In quell’occasione, il post di un vicepresidente di commissione che plaude al «fascismo stile di vita» aveva scatenato una bufera analoga a quella attuale. Un episodio finito nel mirino insieme alla decisione, da parte del Comune, di concedere una sala del palazzo comunale al movimento di estrema destra Casapound. Per giunta nel giorno del compleanno di Mussolini. E a poco valse la retromarcia di Daniele D’Angelo detto Parkkeller, vicepresidente della commissione Bilancio, che corresse poi il tiro («Sono berlusconiano, non volevo offendere nessuno»). A sua difesa intervenne in prima persona lo stesso sindaco Pierluigi Biondi: « Al centrosinistra che chiede le dimissioni del consigliere dico che sono loro a doversi vergognare per come hanno amministrato la città».

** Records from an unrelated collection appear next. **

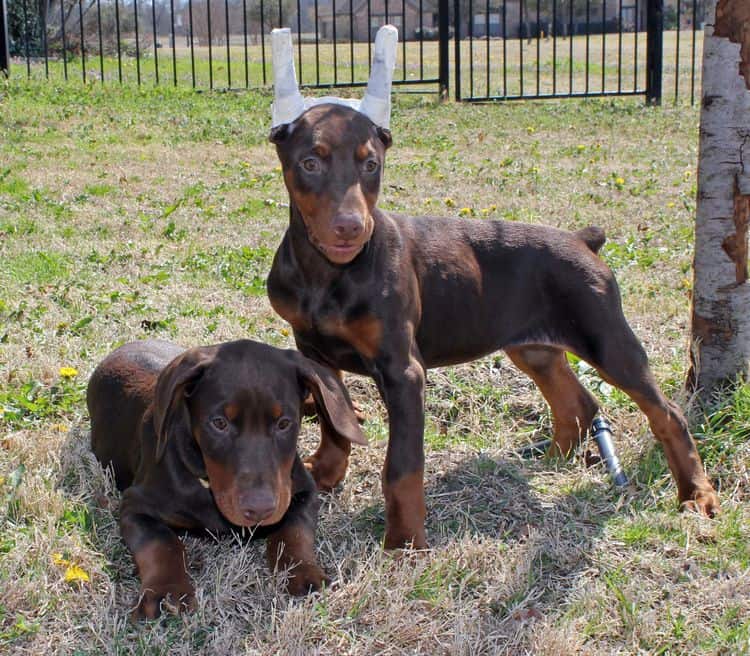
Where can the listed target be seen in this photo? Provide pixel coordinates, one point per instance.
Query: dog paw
(170, 598)
(704, 502)
(326, 473)
(306, 578)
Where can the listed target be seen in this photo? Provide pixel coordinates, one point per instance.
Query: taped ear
(172, 387)
(331, 399)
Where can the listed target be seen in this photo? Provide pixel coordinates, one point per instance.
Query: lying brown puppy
(389, 296)
(206, 439)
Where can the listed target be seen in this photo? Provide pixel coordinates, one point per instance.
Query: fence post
(654, 50)
(443, 51)
(457, 46)
(4, 42)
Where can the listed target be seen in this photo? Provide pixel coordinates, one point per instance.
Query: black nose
(348, 226)
(257, 505)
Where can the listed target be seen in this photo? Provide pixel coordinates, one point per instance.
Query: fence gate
(476, 50)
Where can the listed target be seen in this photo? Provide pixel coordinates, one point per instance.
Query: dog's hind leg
(621, 361)
(572, 405)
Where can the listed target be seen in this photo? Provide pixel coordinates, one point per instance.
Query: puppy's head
(233, 412)
(333, 157)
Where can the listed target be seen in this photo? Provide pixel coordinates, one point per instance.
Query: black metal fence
(483, 49)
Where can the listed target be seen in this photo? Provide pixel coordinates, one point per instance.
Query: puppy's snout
(348, 226)
(257, 504)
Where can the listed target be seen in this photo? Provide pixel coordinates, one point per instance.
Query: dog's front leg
(402, 388)
(292, 545)
(160, 558)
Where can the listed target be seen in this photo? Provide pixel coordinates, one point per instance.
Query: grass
(127, 213)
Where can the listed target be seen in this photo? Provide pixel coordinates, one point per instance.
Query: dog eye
(219, 423)
(311, 165)
(283, 424)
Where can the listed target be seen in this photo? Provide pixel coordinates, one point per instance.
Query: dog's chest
(322, 320)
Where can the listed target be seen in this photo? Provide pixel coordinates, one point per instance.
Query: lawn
(127, 214)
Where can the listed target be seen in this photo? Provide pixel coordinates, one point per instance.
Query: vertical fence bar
(83, 43)
(654, 51)
(421, 39)
(505, 48)
(487, 45)
(351, 39)
(263, 37)
(229, 54)
(244, 40)
(101, 40)
(65, 43)
(604, 45)
(443, 48)
(4, 41)
(211, 46)
(692, 65)
(403, 38)
(137, 44)
(119, 47)
(192, 40)
(27, 38)
(521, 33)
(635, 47)
(317, 47)
(44, 41)
(588, 42)
(335, 54)
(457, 45)
(299, 41)
(538, 43)
(677, 55)
(570, 49)
(369, 36)
(619, 48)
(554, 47)
(174, 42)
(156, 38)
(471, 48)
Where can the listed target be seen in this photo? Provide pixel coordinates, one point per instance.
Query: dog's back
(119, 392)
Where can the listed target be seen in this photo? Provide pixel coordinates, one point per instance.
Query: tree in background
(721, 291)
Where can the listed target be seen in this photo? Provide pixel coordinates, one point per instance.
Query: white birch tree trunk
(721, 291)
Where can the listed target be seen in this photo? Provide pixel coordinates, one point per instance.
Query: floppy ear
(172, 387)
(331, 399)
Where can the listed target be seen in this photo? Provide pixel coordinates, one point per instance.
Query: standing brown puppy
(389, 296)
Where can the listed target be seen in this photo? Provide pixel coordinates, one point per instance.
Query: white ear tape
(377, 101)
(289, 103)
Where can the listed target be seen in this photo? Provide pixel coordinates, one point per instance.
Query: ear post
(288, 102)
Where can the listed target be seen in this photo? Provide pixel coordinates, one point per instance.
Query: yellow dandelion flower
(59, 560)
(75, 573)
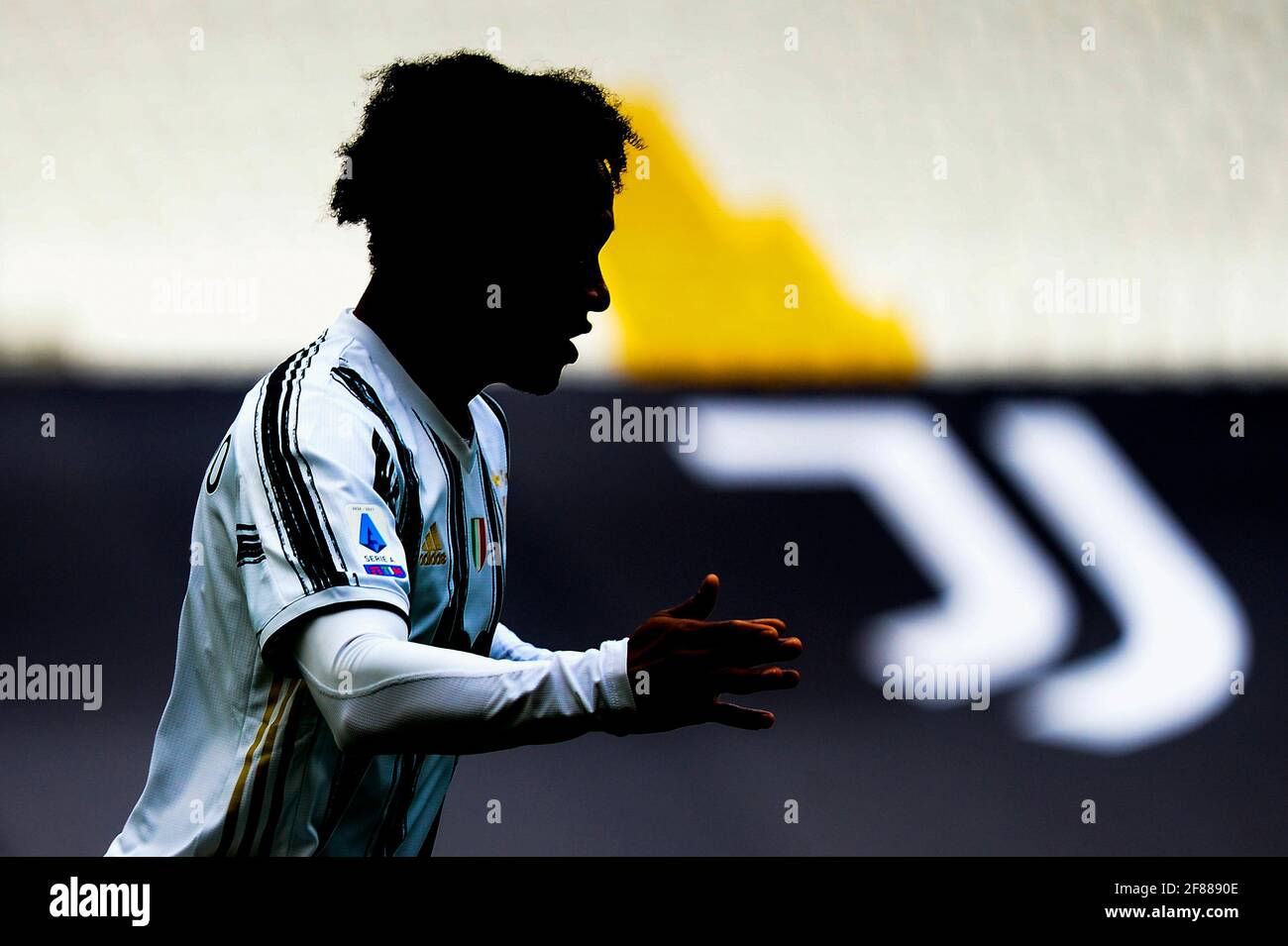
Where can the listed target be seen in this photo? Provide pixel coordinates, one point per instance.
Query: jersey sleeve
(507, 645)
(321, 511)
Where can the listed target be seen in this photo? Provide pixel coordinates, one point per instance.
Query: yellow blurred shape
(702, 296)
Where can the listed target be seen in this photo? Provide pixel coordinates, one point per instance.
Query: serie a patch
(372, 541)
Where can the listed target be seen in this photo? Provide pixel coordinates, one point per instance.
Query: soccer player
(340, 641)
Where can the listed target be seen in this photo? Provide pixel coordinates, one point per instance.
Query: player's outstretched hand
(691, 661)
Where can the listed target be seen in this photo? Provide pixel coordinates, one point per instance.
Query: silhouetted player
(340, 641)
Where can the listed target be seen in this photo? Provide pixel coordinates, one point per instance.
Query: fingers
(732, 644)
(739, 717)
(746, 681)
(700, 604)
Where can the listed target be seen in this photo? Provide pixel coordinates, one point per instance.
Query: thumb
(700, 605)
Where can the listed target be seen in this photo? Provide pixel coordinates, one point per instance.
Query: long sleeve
(507, 645)
(381, 692)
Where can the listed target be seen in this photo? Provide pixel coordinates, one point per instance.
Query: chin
(537, 381)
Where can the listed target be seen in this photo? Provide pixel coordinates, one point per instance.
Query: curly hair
(449, 132)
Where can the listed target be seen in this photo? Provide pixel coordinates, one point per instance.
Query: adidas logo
(432, 551)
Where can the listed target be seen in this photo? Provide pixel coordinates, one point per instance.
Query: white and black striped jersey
(339, 481)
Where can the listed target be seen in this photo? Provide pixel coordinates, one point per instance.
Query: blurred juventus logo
(1001, 600)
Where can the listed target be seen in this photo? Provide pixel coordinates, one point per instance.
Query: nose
(596, 292)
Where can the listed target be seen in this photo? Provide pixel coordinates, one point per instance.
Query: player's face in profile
(553, 278)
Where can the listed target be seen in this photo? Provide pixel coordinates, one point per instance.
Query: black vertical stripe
(284, 482)
(483, 645)
(283, 773)
(410, 525)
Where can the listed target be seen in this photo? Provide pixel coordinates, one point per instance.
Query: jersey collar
(408, 390)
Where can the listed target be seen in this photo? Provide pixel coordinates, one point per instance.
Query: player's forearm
(382, 695)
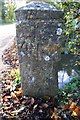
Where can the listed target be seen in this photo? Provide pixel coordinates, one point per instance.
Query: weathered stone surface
(38, 38)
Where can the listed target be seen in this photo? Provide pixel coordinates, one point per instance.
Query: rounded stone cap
(38, 10)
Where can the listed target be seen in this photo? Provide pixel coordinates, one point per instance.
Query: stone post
(38, 31)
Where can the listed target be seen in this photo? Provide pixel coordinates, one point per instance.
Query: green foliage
(71, 28)
(10, 13)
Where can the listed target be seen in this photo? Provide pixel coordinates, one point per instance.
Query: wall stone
(38, 31)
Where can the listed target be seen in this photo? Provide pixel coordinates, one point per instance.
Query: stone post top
(37, 5)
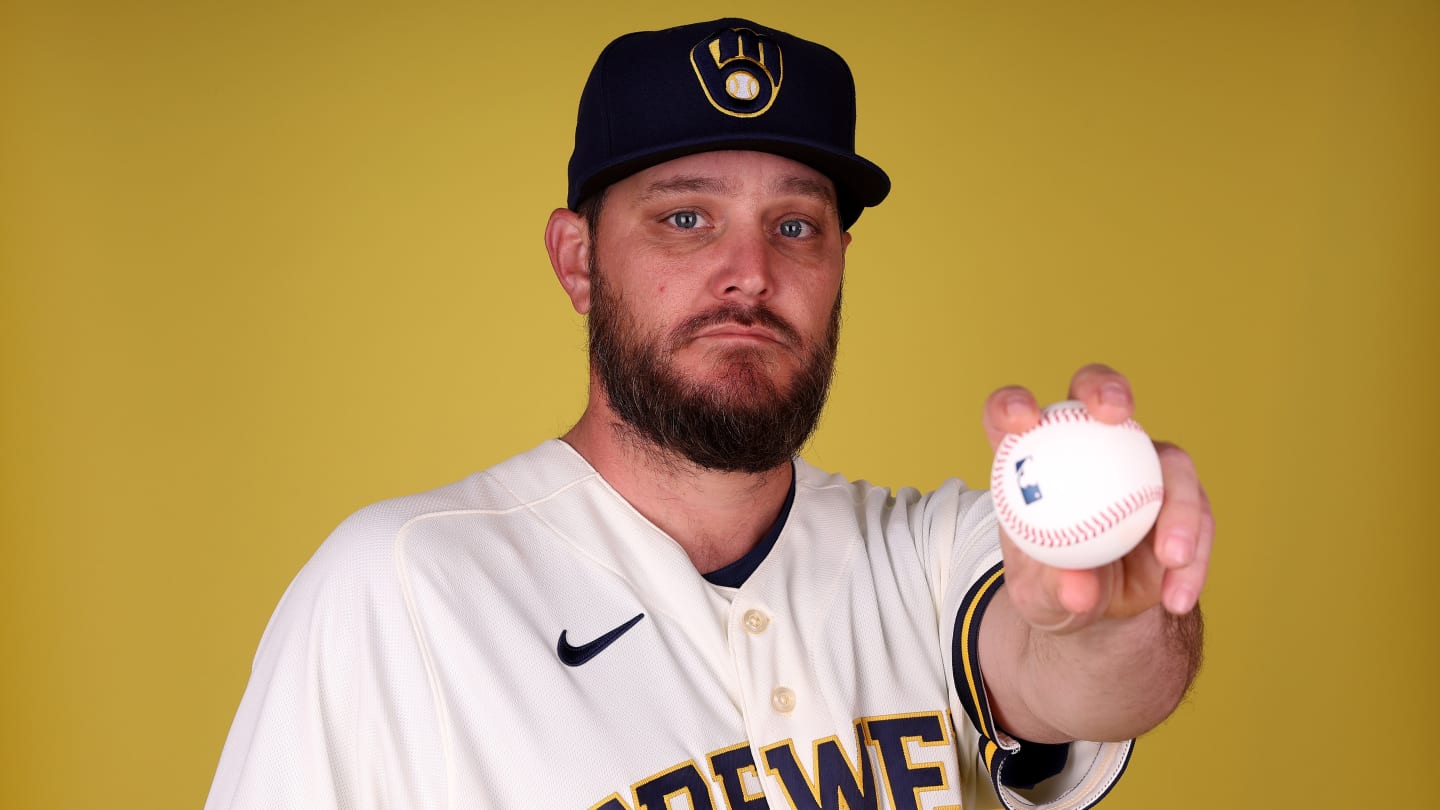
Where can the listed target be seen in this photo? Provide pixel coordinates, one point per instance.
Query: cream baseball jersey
(526, 639)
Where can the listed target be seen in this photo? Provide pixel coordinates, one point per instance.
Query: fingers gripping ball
(1073, 492)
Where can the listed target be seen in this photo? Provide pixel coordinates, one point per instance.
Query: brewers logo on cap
(739, 69)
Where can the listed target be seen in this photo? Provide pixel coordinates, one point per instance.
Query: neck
(714, 516)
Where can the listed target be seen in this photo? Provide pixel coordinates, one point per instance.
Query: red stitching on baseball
(1085, 531)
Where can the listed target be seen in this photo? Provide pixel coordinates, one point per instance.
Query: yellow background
(265, 263)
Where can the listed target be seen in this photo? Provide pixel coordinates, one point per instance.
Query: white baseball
(1073, 492)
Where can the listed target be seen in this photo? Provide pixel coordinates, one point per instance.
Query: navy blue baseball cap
(719, 85)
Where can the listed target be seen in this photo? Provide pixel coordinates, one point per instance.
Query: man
(666, 607)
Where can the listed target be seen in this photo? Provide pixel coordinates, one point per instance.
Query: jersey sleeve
(1023, 774)
(337, 709)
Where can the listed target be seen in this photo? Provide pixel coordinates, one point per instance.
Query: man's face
(714, 306)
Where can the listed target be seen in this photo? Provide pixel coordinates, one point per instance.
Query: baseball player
(667, 608)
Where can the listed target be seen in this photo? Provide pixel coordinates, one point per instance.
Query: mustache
(759, 314)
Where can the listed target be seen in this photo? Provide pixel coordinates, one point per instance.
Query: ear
(568, 241)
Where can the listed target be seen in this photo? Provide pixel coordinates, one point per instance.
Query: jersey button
(755, 621)
(782, 699)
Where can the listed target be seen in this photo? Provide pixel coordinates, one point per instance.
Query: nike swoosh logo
(572, 655)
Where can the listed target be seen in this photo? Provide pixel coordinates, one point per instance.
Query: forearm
(1113, 679)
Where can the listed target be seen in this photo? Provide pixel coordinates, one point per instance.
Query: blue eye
(794, 228)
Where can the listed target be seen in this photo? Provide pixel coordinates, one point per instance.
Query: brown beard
(743, 423)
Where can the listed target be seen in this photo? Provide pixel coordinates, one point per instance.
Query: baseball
(1073, 492)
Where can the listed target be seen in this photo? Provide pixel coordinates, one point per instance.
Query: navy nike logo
(572, 655)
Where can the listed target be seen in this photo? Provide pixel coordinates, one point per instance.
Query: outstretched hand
(1168, 567)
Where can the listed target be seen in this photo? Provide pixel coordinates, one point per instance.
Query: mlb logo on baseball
(1102, 487)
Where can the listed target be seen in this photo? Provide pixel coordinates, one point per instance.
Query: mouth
(738, 332)
(752, 326)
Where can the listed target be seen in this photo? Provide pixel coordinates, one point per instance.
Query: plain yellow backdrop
(265, 263)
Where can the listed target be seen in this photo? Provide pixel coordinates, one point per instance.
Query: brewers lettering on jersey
(667, 607)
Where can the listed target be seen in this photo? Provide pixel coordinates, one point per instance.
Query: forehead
(727, 173)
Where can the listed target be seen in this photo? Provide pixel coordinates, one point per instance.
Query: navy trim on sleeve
(1028, 764)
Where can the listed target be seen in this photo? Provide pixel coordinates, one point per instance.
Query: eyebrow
(807, 186)
(686, 183)
(704, 183)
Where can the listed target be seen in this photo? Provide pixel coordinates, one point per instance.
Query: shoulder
(359, 561)
(952, 500)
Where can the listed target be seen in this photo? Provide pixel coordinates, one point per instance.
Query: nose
(746, 265)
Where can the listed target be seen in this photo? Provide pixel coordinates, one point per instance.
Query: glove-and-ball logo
(740, 71)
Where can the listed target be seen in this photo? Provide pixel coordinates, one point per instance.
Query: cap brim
(858, 182)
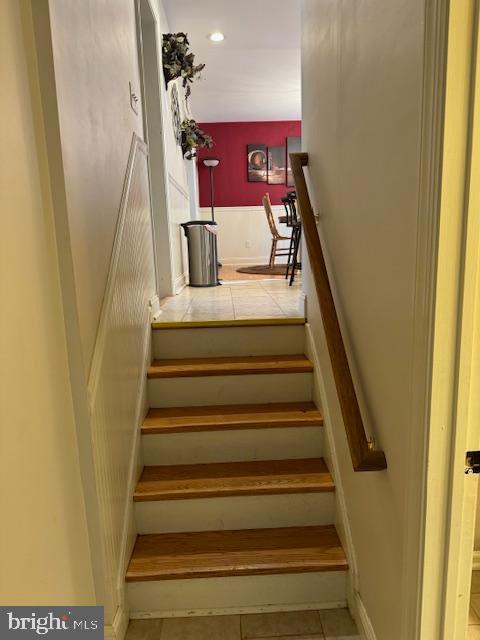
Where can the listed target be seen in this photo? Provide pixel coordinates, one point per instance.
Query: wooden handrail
(364, 457)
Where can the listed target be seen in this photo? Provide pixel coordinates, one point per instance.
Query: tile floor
(334, 624)
(235, 300)
(474, 617)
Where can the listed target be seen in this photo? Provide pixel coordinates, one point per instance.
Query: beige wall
(43, 537)
(362, 92)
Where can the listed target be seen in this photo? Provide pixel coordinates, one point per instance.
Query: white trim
(363, 621)
(229, 611)
(118, 629)
(93, 378)
(154, 307)
(253, 260)
(180, 283)
(140, 412)
(436, 37)
(277, 208)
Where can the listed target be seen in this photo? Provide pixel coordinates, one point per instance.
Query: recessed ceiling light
(216, 36)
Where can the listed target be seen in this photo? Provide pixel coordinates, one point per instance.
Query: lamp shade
(211, 162)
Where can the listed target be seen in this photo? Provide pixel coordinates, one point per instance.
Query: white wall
(362, 101)
(180, 187)
(117, 383)
(44, 539)
(95, 57)
(99, 178)
(244, 235)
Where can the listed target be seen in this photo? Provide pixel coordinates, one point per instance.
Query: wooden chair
(276, 237)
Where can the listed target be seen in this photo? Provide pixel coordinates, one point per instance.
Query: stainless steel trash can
(202, 252)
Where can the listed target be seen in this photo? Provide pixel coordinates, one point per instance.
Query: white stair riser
(243, 389)
(203, 596)
(228, 341)
(235, 512)
(233, 446)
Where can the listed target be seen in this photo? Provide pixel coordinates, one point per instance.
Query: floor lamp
(211, 163)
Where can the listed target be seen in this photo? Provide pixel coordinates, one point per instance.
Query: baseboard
(180, 283)
(476, 561)
(362, 619)
(136, 463)
(118, 629)
(229, 262)
(229, 611)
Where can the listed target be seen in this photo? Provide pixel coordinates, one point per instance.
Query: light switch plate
(134, 100)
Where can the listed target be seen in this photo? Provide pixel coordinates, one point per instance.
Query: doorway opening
(152, 104)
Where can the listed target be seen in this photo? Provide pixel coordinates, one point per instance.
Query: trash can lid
(192, 223)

Ecco il post su Facebook che aveva scatenato la polemica. io. «Il fascismo è uno stile di vita lavoro Fede umiltà non è reato...La Boldrina vuole demolire le nostre strutture...sappi che a questo punto all’Aquila non resta più niente ciò che è restato in piedi sono gli edifici dell’illustre Adelchi (il gerarca fascista Serena, ndr)». «Parole gravissime e anticostituzionali», tuonò l’opposizione.